Dentre os pontos divergentes está o impedimento de que um mesmo grupo econômico obtenha uma concessão para explorar serviços lotéricos em mais de um estado. É o que aponta um dos trechos da ADI no parágrafo abaixo:

“Essas consequências devem recair, principalmente, sobre os estados de menor pujança econômica. Isso porque, cabendo ao operador privado a concessão em apenas um estado, espera-se que serão priorizados, pelos agentes econômicos mais capacitados, aqueles cuja demanda populacional seja maior, bem como cuja população detenha maior poder aquisitivo, em prejuízo a estados menos atrativos”.

Outra divergência é a proibição da publicidade de serviços lotéricos fora dos estados de atuação das empresas. Com a medida atual, uma empresa autorizada em Minas, não poderá anunciar fora da autarquia estadual onde está inserida.

“Ao restringir a publicidade somente aos usuários localizados dentro dos limites territoriais do ente da federação, a lei viola a razoabilidade.

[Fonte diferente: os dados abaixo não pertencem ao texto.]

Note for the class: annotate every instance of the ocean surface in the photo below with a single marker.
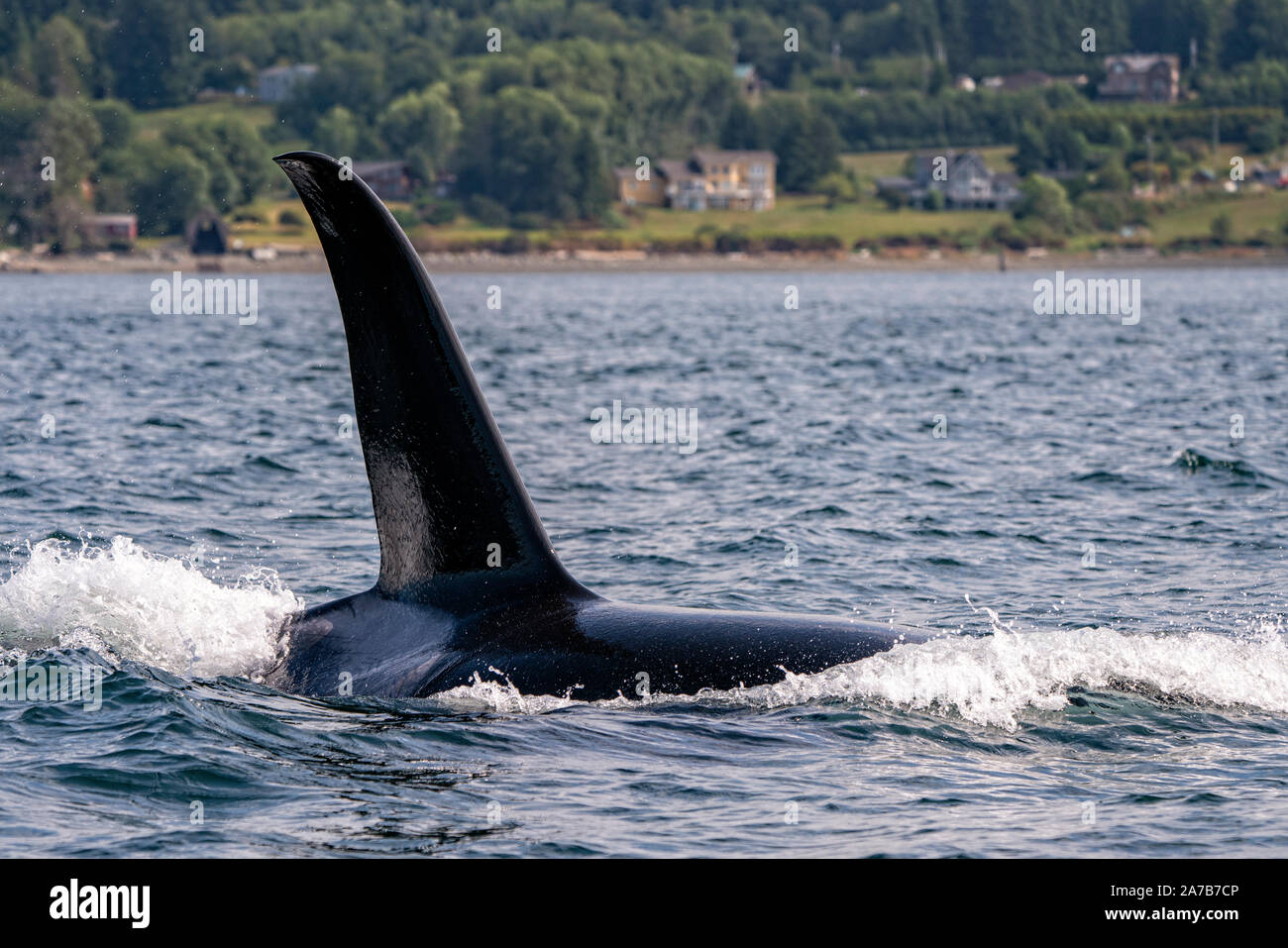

Além disso, é apontado que o veto atinge a livre concorrência, pois impede o direito das loterias de explorar o potencial publicitário para atrair novos usuários”, apontou o STF, em comunicado.

Antes mesmo de Mendes, o ministro Luiz Fux havia votado pela procedência da ação devido ao fato de que “não pode a União instituir tratamento privilegiado para si própria em detrimento dos Estados-membros, sob pena de ofensa ao que dispõe o art. 19, III, da CF e ao princípio federativo”.